Konusundan da görüldüğü üzere ‘Atiye’ dizisiyle aşırı benzer konular. Sadece olay akışı, olayın geçtiği yer ve kurgu farklı. Aslında baktığınız zaman çalıntı olması ihtimali biraz da düşük gibi. Birebir aynısı değil sadece benzerlik gibi bir durum söz konusu. Bu kadar benzer olması ‘çalıntı’ olduğu anlamına gelir mi? Bence pek gelmez gibi. Eğer arkeolojik bir kazının olduğu bir kurgu planlıyorsanız ve bu kurgu Anadolu topraklarında geçiyorsa unsurların ve karakterlerin benzer olması oldukça muhtemel gibi.

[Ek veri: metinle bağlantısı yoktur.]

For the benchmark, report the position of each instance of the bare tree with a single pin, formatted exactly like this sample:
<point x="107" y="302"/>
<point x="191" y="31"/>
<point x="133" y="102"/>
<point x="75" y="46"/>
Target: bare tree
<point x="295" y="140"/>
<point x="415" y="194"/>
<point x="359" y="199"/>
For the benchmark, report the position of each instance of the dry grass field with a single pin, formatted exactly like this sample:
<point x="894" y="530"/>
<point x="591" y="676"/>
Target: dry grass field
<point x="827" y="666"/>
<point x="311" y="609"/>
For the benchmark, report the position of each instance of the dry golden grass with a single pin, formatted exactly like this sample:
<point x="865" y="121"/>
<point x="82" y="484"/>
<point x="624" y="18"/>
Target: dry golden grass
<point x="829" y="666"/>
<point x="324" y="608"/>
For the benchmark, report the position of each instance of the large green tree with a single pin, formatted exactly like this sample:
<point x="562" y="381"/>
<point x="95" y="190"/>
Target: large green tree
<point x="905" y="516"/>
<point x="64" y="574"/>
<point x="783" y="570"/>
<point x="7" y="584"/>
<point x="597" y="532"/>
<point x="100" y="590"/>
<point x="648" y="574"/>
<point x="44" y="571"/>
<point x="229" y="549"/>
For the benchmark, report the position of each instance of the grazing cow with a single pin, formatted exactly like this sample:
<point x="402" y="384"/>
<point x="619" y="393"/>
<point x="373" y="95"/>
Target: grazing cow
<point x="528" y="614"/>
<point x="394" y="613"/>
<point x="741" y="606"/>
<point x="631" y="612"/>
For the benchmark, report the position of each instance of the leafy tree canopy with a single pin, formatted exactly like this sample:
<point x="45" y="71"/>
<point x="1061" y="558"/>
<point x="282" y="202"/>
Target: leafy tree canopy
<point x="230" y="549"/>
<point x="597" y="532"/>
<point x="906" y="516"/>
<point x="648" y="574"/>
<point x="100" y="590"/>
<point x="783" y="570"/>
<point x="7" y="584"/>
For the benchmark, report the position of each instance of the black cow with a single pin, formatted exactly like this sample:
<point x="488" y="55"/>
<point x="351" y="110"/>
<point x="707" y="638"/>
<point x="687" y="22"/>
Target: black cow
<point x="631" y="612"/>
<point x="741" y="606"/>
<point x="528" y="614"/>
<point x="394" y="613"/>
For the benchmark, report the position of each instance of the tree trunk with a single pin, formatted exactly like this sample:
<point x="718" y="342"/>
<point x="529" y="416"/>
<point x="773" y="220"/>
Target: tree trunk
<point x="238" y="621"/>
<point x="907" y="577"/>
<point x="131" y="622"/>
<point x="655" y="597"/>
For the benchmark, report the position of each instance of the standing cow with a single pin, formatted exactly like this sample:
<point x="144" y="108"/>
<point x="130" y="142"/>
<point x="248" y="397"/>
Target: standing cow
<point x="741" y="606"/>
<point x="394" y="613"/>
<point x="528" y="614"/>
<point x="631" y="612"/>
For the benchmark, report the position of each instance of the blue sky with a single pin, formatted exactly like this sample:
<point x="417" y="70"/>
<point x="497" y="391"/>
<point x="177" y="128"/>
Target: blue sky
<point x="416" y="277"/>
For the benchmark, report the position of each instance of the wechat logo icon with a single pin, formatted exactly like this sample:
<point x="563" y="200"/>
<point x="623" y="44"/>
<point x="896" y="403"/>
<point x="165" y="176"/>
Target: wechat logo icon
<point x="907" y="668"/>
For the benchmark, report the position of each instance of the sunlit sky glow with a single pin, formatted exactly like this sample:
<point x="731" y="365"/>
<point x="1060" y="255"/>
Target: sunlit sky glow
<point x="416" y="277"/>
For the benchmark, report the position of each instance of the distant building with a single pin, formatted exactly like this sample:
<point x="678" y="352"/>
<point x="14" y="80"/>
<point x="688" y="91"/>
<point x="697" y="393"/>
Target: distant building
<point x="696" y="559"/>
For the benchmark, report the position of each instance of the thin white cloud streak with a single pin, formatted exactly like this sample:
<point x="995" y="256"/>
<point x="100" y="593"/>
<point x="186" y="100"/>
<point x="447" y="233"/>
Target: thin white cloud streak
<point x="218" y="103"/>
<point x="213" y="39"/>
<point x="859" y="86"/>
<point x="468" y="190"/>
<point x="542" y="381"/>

Beklenmedik bir kurgu değil
Çünkü Türk mitolojisinden ve özellikle Şaman/Kaman geleneğinden yararlanırsınız. Zaten bu şekilde mistik, tarihi ve Anadolu toprakları üzerinde geçen bir kurgu veya senaryo yazmak istiyorsanız birbirine benzer olması ve birbirinden esinlenmesi çok muhtemel. Doğaüstü güçleri olan ve doğayla iç içe olan bilge bir kadın (ki bilenler bilir Şamanların doğaya olan aşkını), garip anlam verilemeyen paranormal bir olay yaşayan bir kadının ve erkeğin olması çok da akıllara gelmeyecek, beklenmedik bir kurgu değil gibi.

Daha önce de dava açılmış
Ki daha önce Atiye'ye yazar Şengül Boybaş da dava açmıştı. Şengül Boybaş, romanından esinlenilerek çekilen dizinin ön jeneriğinde, fragman, afiş gibi tanıtımlarında eserine ve ismine yer verilmediğini iddia etmiş.

Edebiyatta da…
Yarın öbür gün de “Ya ben şu senesinden Göbeklitepe’de geçen şöyle bir şey yazmıştım” deyip ortaya başka bir telif davası atılabilir. Her an her şey olabilir. Açıkçası ben bu durumu şuna benzetiyorum. Şemsi Tebrizî ve Mevlana arasındaki ilişkiyi Canan Tan da yazmıştı Ahmet Ümit de… Şimdi biri “Ben bu konuyu daha önce yazmıştım her şey benzerlik gösteriyor, karakterleri çıkarsan ortada roman ya da film olmaz” gibi bir durum söz konusu olabilir mi? Bence de pek olamaz gibi. Tabii bu durum tarihi bir durum üzerinden verilen bir örnek olduğu için sağlam bir argüman olmasa da edebiyatta da birbirine benzer roman veya hikâye görülmesi de oldukça muhtemel.

Reklam amaçlı mı?
Sonuçta her romanın ve filmin işlenişi, kurgusu ve ilerleyişi ayrı. Karakterler ve konular birbirine benzeyebilir mi? Tabii ki benzeyebilir. Birinin aklına gelmiş olan bir başkasının aklına gelmiş olamaz mı? Bence olabilir. Belki de ‘Atiye’ dizisinin senaristlerinin belki romanda bile haberi yoktur. Benzerlik gibi durumların çalıntı olarak nitelendirilmesi ne kadar doğru? Belki de Buket Uzuner bu gibi durumlar üzerinden kitabının reklamını yapmaya çalışıyordur? Ya da belki ‘Atiye’ dizisinin karakterleri çalıntıdır. Her an her şey olabilir.